Nearly half of my life,
"Not being good enough," was apart of my strife.
Not being good enough for myself,
Not being good enough for others,
Not being good enough for my brothers.
Not being good enough for the beholders.
And it was deserving so,
listening to others knock me so.
"You big dummy."
Run on home to mommy!
For the city decoy.
Fool got jealous with his squirrel looking self.

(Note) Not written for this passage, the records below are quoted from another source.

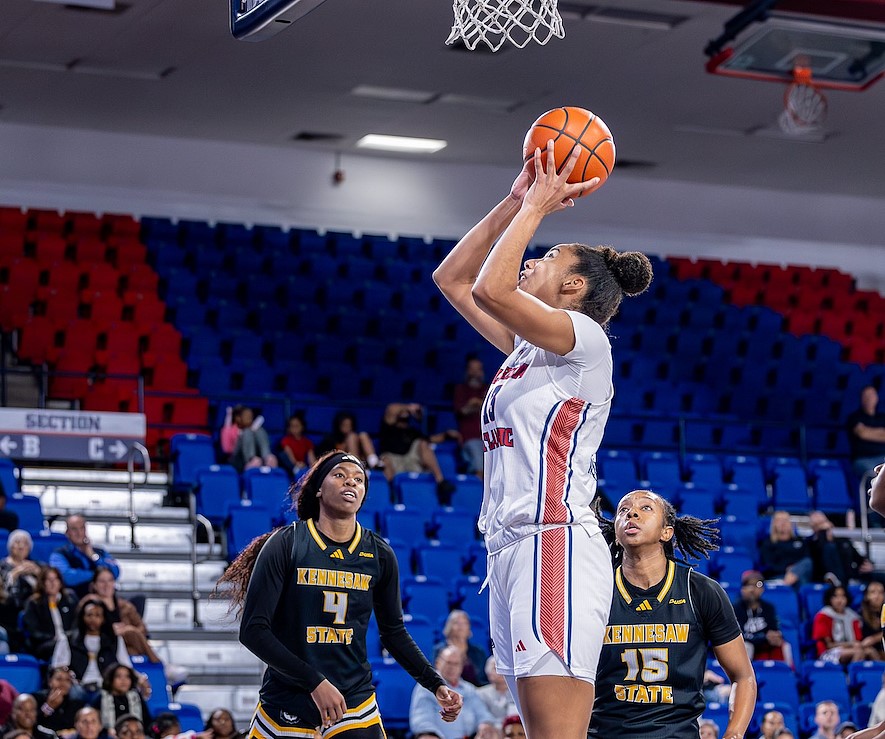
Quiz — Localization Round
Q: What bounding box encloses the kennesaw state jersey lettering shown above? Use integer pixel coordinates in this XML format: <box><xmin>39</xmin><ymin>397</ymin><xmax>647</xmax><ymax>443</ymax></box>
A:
<box><xmin>479</xmin><ymin>311</ymin><xmax>613</xmax><ymax>552</ymax></box>
<box><xmin>259</xmin><ymin>520</ymin><xmax>386</xmax><ymax>716</ymax></box>
<box><xmin>589</xmin><ymin>561</ymin><xmax>741</xmax><ymax>739</ymax></box>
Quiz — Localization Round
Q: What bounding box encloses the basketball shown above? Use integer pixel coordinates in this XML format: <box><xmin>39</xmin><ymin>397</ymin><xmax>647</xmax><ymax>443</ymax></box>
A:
<box><xmin>522</xmin><ymin>107</ymin><xmax>615</xmax><ymax>195</ymax></box>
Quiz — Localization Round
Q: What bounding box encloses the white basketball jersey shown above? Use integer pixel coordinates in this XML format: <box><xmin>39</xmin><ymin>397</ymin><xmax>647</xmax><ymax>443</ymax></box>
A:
<box><xmin>479</xmin><ymin>311</ymin><xmax>614</xmax><ymax>552</ymax></box>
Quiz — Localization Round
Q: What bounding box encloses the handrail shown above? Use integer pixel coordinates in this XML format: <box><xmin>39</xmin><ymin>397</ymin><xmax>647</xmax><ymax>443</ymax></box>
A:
<box><xmin>126</xmin><ymin>441</ymin><xmax>151</xmax><ymax>550</ymax></box>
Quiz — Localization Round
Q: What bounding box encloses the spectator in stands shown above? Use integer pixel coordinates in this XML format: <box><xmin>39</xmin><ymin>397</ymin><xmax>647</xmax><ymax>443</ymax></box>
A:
<box><xmin>71</xmin><ymin>706</ymin><xmax>108</xmax><ymax>739</ymax></box>
<box><xmin>0</xmin><ymin>678</ymin><xmax>18</xmax><ymax>727</ymax></box>
<box><xmin>0</xmin><ymin>693</ymin><xmax>55</xmax><ymax>739</ymax></box>
<box><xmin>221</xmin><ymin>405</ymin><xmax>277</xmax><ymax>472</ymax></box>
<box><xmin>22</xmin><ymin>567</ymin><xmax>77</xmax><ymax>661</ymax></box>
<box><xmin>114</xmin><ymin>716</ymin><xmax>144</xmax><ymax>739</ymax></box>
<box><xmin>846</xmin><ymin>385</ymin><xmax>885</xmax><ymax>478</ymax></box>
<box><xmin>732</xmin><ymin>570</ymin><xmax>792</xmax><ymax>664</ymax></box>
<box><xmin>759</xmin><ymin>511</ymin><xmax>813</xmax><ymax>587</ymax></box>
<box><xmin>64</xmin><ymin>598</ymin><xmax>132</xmax><ymax>701</ymax></box>
<box><xmin>80</xmin><ymin>567</ymin><xmax>161</xmax><ymax>668</ymax></box>
<box><xmin>811</xmin><ymin>585</ymin><xmax>877</xmax><ymax>665</ymax></box>
<box><xmin>809</xmin><ymin>701</ymin><xmax>842</xmax><ymax>739</ymax></box>
<box><xmin>452</xmin><ymin>357</ymin><xmax>489</xmax><ymax>479</ymax></box>
<box><xmin>698</xmin><ymin>718</ymin><xmax>719</xmax><ymax>739</ymax></box>
<box><xmin>759</xmin><ymin>711</ymin><xmax>784</xmax><ymax>739</ymax></box>
<box><xmin>860</xmin><ymin>580</ymin><xmax>885</xmax><ymax>660</ymax></box>
<box><xmin>316</xmin><ymin>411</ymin><xmax>383</xmax><ymax>469</ymax></box>
<box><xmin>279</xmin><ymin>411</ymin><xmax>317</xmax><ymax>476</ymax></box>
<box><xmin>409</xmin><ymin>647</ymin><xmax>497</xmax><ymax>739</ymax></box>
<box><xmin>808</xmin><ymin>511</ymin><xmax>873</xmax><ymax>585</ymax></box>
<box><xmin>49</xmin><ymin>513</ymin><xmax>120</xmax><ymax>598</ymax></box>
<box><xmin>433</xmin><ymin>609</ymin><xmax>488</xmax><ymax>686</ymax></box>
<box><xmin>501</xmin><ymin>713</ymin><xmax>525</xmax><ymax>739</ymax></box>
<box><xmin>0</xmin><ymin>482</ymin><xmax>18</xmax><ymax>531</ymax></box>
<box><xmin>34</xmin><ymin>665</ymin><xmax>85</xmax><ymax>736</ymax></box>
<box><xmin>96</xmin><ymin>663</ymin><xmax>151</xmax><ymax>730</ymax></box>
<box><xmin>0</xmin><ymin>529</ymin><xmax>40</xmax><ymax>609</ymax></box>
<box><xmin>379</xmin><ymin>403</ymin><xmax>457</xmax><ymax>503</ymax></box>
<box><xmin>476</xmin><ymin>657</ymin><xmax>522</xmax><ymax>728</ymax></box>
<box><xmin>203</xmin><ymin>708</ymin><xmax>245</xmax><ymax>739</ymax></box>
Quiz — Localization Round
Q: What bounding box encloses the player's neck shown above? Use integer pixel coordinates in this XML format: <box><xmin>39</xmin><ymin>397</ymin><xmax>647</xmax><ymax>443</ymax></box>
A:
<box><xmin>621</xmin><ymin>545</ymin><xmax>667</xmax><ymax>590</ymax></box>
<box><xmin>316</xmin><ymin>512</ymin><xmax>356</xmax><ymax>542</ymax></box>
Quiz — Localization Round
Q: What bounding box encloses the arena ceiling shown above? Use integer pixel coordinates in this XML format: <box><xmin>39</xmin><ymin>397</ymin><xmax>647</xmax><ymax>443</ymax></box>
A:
<box><xmin>0</xmin><ymin>0</ymin><xmax>885</xmax><ymax>197</ymax></box>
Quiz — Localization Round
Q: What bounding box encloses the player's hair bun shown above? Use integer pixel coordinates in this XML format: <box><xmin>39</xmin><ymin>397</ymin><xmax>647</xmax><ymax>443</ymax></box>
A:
<box><xmin>606</xmin><ymin>249</ymin><xmax>654</xmax><ymax>295</ymax></box>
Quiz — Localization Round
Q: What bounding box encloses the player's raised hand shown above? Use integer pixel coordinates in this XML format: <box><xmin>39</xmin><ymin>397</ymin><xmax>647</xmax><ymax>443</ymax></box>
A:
<box><xmin>435</xmin><ymin>685</ymin><xmax>463</xmax><ymax>723</ymax></box>
<box><xmin>310</xmin><ymin>680</ymin><xmax>347</xmax><ymax>729</ymax></box>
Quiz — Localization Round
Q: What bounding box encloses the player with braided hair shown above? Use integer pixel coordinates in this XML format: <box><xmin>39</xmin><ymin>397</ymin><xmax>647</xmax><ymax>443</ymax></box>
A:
<box><xmin>433</xmin><ymin>142</ymin><xmax>652</xmax><ymax>739</ymax></box>
<box><xmin>589</xmin><ymin>490</ymin><xmax>756</xmax><ymax>739</ymax></box>
<box><xmin>219</xmin><ymin>451</ymin><xmax>461</xmax><ymax>739</ymax></box>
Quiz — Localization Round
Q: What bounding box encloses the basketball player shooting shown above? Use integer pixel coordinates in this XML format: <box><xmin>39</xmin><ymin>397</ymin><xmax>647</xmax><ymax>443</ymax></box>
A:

Tried to attack my mental health.
The girl liked me,
so he couldn't stand me.
Tried to attack my profile,
and it did work for awhile.
cause the bullshit hit the door.
My own father,
who never did bother,
"I don't think you my son."
Well, I look just like the son of a gun.
He practically spit me out,
then tried to kick me out.
Made his quote,
then got on his boat,
after having me wishing,
he would visit me one time.
That was the last chance he got,
to make my feelings rot.
By the time we reach a nice ripe age,
life and others have us programmed for their own selfish page.
I reprogrammed myself,
for my own personal health.
Then I began to increase my own personal wealth.
If I'm not good enough for you,
see you later,
I'm good enough for myself,
the hell with others mental health.
Others my not approve,
God my not approve,
But I approve,
of my dam self!
No more ego knocking going on here,
and I hope to others this is very clear.